The tool I use to do this is called Evernote, and it’s not just for writers. Evernote users have discovered that Evernote is a crucial tool for staying organized, collecting vast amounts of information easily, and synching that information with a central cloud storage system that then makes their information available on any device—phone, computer, or tablet.
In this chapter, I introduce you to Evernote and show you some of the useful tools and features that make it a worthy app and service for your own Ultimate iPad.
What Is Evernote?
Evernote is many things, but I would describe it as a tool for collecting and accessing your important information from all your digital devices—phone, computer, and tablet. In a way, it’s a cloud service because the data you choose to store in Evernote is backed up on the Evernote organization’s own storage service. But it’s also a local storage service because all of that data is synchronized and stored on any devices you install the Evernote software. If you make a change to a document on your phone (running the Evernote app), that change will be pushed out to any other devices you have running the Evernote software.
Evernote will run on Mac and Windows computers, and the app is available for iOS and Android phones and tablets. For each version, however, the app looks a little different. Although I have Evernote installed on my iPhone, iPad, MacBook Air laptop, and Windows 7 desktop computer, I tend to only create data in Evernote on my laptop and iPad (and occasionally my phone). The Windows version looks and operates differently from my Mac and iOS versions, and I really only access Evernote on my desktop when I need to print something (my printer is only connected to the Windows PC), which is rare. Very rare.

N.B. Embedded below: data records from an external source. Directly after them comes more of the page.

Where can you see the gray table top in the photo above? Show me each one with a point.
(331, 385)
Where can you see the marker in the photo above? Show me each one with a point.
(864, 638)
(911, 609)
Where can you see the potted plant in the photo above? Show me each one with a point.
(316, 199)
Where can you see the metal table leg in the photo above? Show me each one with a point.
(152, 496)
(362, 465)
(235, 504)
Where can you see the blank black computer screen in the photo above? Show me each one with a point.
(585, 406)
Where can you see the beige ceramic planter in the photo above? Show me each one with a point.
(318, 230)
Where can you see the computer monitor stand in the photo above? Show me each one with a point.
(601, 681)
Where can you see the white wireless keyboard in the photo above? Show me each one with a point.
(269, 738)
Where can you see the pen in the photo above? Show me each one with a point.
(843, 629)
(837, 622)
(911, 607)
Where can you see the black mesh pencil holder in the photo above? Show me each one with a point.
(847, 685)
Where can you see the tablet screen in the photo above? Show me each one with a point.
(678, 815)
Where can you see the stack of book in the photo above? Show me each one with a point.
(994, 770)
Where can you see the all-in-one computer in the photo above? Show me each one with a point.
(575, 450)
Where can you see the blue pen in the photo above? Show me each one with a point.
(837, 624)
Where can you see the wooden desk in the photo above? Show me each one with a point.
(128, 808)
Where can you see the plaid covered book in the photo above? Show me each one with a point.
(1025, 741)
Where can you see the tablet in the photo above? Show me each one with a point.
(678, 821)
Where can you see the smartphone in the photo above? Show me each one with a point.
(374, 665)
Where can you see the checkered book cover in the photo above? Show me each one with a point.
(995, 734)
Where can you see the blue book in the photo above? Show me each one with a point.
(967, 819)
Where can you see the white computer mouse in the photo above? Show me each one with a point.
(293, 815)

Evernote is free to use, but it does have a Premium service that runs $45 per year (or $5 per month). I encourage you to try out the Free version first, of course. Not everyone will need all the advanced features that the Premium account offers (and I’ll cover some of those later in this chapter), so check out Evernote and learn how it works and whether or not it is useful to you before committing to the Premium version.
Entire books have been written about Evernote, so there is simply no possible way I can cover every feature, tool, and use that Evernote brings to the table. Instead, I want to provide you with just a quick overview to get you started using Evernote and then show you some of the useful tools that will go hand-in-hand with using your iPad.